You are viewing a plain text version of this content. The canonical link for it is here.

Posted to user@hbase.apache.org by Otis Gospodnetic <ot...@yahoo.com> on 2011/02/25 22:02:14 UTC

Ad-hoc reports against HBase - any way? any tools?

Hello,

I have a HBase cluster chock-full of data and would like to run canned reports 
(i.e., 

reports known ahead of time), but also ad-hoc reports against that data.
Are there any open-source or commercial tools one can use?
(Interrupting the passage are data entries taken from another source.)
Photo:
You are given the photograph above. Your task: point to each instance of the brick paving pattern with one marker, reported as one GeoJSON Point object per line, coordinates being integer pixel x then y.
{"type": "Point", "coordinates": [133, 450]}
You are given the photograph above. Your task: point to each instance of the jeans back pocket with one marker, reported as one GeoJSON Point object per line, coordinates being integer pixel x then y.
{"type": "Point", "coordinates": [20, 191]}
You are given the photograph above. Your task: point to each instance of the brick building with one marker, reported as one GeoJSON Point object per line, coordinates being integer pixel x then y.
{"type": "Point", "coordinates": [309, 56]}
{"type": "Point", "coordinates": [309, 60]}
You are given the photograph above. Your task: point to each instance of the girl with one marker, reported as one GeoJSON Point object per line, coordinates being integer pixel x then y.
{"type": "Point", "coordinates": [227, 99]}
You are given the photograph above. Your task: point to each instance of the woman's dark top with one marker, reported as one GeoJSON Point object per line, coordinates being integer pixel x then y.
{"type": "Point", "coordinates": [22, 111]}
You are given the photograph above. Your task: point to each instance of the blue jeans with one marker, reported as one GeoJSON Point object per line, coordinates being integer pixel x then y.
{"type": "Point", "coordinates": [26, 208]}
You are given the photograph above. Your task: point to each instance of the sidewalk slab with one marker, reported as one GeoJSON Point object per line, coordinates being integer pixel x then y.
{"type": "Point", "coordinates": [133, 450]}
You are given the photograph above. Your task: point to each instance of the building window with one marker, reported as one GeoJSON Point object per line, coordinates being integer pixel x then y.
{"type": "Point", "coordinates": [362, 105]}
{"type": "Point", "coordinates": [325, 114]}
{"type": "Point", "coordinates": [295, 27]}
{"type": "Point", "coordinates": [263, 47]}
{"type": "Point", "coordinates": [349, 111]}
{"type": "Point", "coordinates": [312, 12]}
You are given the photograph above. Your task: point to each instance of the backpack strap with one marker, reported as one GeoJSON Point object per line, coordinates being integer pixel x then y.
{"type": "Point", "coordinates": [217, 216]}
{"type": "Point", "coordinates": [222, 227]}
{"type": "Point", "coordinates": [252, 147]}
Here's what I *think* I know so far, but please correct me wherever I wrong, so 
I don't spread false info:

* Use HBase-Hive Integration
  Pluses:
    - lots of tools to query Hive are available
  Minuses:
    - data duplication
    - Hive's copy of data is always behind
    - I heard the integration is fairly alpha (e.g. you can't copy deltas to 
Hive, you have to copy all data every time you want to update your Hive store)

* Use Pig 
  https://issues.apache.org/jira/browse/PIG-970
  https://issues.apache.org/jira/browse/PIG-1205
  Pluses:
    - runs directly against HBase, no need to copy data
  Minuses:
    - PigLatin learning curve - in my case people wanting ad-hoc reports are not 

techies
    - No pretty front-end with syntax highlighting or visual querying or that 
accepts SQL and translates it to PigLatin

* Use PigPen
  Pluses:
    - Visual == easy
  Minuses:
    - Looks abandoned justing by http://search-hadoop.com/m/Noacz1MECC7 and 
https://issues.apache.org/jira/browse/PIG-366

* Use Toad for Cloud
  Pluses:
    - accepts SQL, runs, and returns data
    - runs directly against HBase, no need to copy data
  Minuses:
    - some people reported it crashes
    - it allows the person querying the data to also modify the data, which is 
bad in my environment

* Datameer DAS, Karmasphere Analyst, Pentaho, Beeswax -- they all seem to be 
able to get the 

data out of Hive, but not out of HBase.  More info below:

* Pentaho
    * http://www.pentaho.com/products/hadoop/ - looks like it supports only Hive
    * http://forums.pentaho.com/showthread.php?77926-HBase-and-ETL
    * http://search-hadoop.com/?q=pentaho&src=moz-search

* Datameer
    * http://wiki.datameer.com/display/DAS1/DAS+Supported+Platforms - looks like 
it 

supports only Hive
    * http://wiki.datameer.com/display/DAS11/Using+the+Plug-in+SDK - looks like 
one 

can add support for HBase by writing a plugin?

Karmasphere Analyst
    * http://www.karmasphere.com/Products-Information/karmasphere-analyst.html - 

Hive only


Is any of the above incorrect?
Did I miss a tool, free or non-free, that I could use to run ad-hoc reports 
against data in HBase?

Thanks,
Otis
----
Sematext :: http://sematext.com/ :: Solr - Lucene - Hadoop - HBase
Hadoop ecosystem search :: http://search-hadoop.com/

Re: Ad-hoc reports against HBase - any way? any tools?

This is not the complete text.